En las últimas semanas, la crisis provocada por la COVID-19 se ha convertido en el eje en torno al que gira la sociedad. Para enfrentar la enfermedad ha habido que cambiar los hábitos de consumo, la forma de trabajar e incluso las costumbres. Las empresas también han tenido que adaptarse a estas nuevas dinámicas con la tecnología como aliado imprescindible. Aunque algunas, como Smart & Smart, partían con ventaja, porque nacieron enfocadas al canal digital. 

Muchos países han comenzado, una vez que la pandemia ha superado en esas zonas su nivel crítico, a relajar las medidas excepcionales que se habían adoptado. Es un proceso que se antoja complicado y que, en todo caso, va a dar paso a lo que se ha dado en llamar la nueva normalidad, un escenario en el que las personas van a tener que adaptar sus rutinas a nuevas normas y condicionantes con el objetivo de preservar su salud y la de su entorno. Unos cambios que no van a ser puntuales, sino que van a extenderse en el tiempo. 

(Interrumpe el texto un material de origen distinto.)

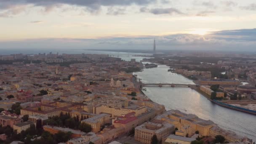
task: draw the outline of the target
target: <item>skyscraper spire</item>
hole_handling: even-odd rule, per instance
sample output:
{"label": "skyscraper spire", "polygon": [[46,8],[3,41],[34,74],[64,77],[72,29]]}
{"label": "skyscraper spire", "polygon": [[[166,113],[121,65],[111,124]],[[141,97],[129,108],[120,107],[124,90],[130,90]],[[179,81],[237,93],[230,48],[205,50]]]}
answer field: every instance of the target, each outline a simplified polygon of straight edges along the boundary
{"label": "skyscraper spire", "polygon": [[155,53],[155,39],[154,39],[154,52]]}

De hecho, algunas voces relevantes del tejido empresarial internacional ya apuntan que habrá cosas que van a cambiar para siempre. Además, casi todas ellas tienen un vínculo más o menos directo con la digitalización: el teletrabajo o la educación online son sólo dos de los ejemplos más recurrentes. 

Estos cambios se están abriendo paso en la sociedad a marchas forzadas. En el plano laboral, en medio de este aparente caos, hay un grupo de compañías que están acomodándose a la nueva situación más rápido y de una forma más eficaz. ¿Cuáles? Todas las que ya tenían el teletrabajo implantado en su ADN. Aquellas para las que, al menos en el plano organizativo, no han cambiado muchas cosas a raíz de esta crisis.

Se trata de compañías que en su cultura corporativa ya convivían con el teletrabajo y entendían que este concepto es mucho más que tener ordenadores portátiles o smartphones para cada empleado. Supone entender el desempeño profesional de una forma diferente y hacer un esfuerzo continuado en el tiempo para poder cubrir todas las necesidades propias del trabajo desde donde esté.

 Cuatro pilares fundamentales

Por ello, ahora que muchas empresas están destinando esfuerzos a mantener la productividad de sus equipos y a superar los nuevos retos que se presentan, es conveniente recordar cuatro aspectos imprescindibles que ha aplicado Smart & Smart para conseguirlo: 

  • Formación online. No cabe duda de que en una sociedad en constante evolución, como ya era antes del coronavirus, requiere de la formación permanente para no quedarse atrás. Algo que se va a acentuar a partir de ahora, puesto que todas las personas, todas las empresas y todos los sectores tienen que aprender a moverse en esta nueva normalidad. 

  • Consultoría y relaciones online. Tanto en lo profesional como en lo personal, las videollamadas están a la orden del día en estas últimas semanas. Seguir en contacto con los clientes o compañeros de trabajo es mucho más fácil gracias a ellas. Aunque la parte tecnológica esté resuelta, nunca está de más entender qué hay otros factores que también ayudan que también ayudan a que una reunión online sea eficaz y operativa. 

  • Operar en la nube. Nuestro cotizador multicompañía permite a todos nuestros consultores seguir con sus procesos naturales estén donde estén, además toda la información y recursos están presentes en la nube, listos y  adaptados a los nuevos modelos de negocio.  

  • Autogestión del trabajo. Este punto es especialmente relevante en un contexto como el actual en el que las rutinas de las personas se han trastocado por completo. Apostar por la flexibilidad y la autonomía es clave para sacar lo mejor de cada empleado. 

Teniendo la vista puesta en el futuro próximo y en el largo plazo, integrar estos cuatro pilares es fundamental para la supervivencia de las empresas. Pero en este panorama también es momento de apreciar y tomar el ejemplo de empresas como Smart & Smart que ya estaban preparadas para una contingencia como la actual, compañías para las que la nueva realidad ya era su realidad cotidiana.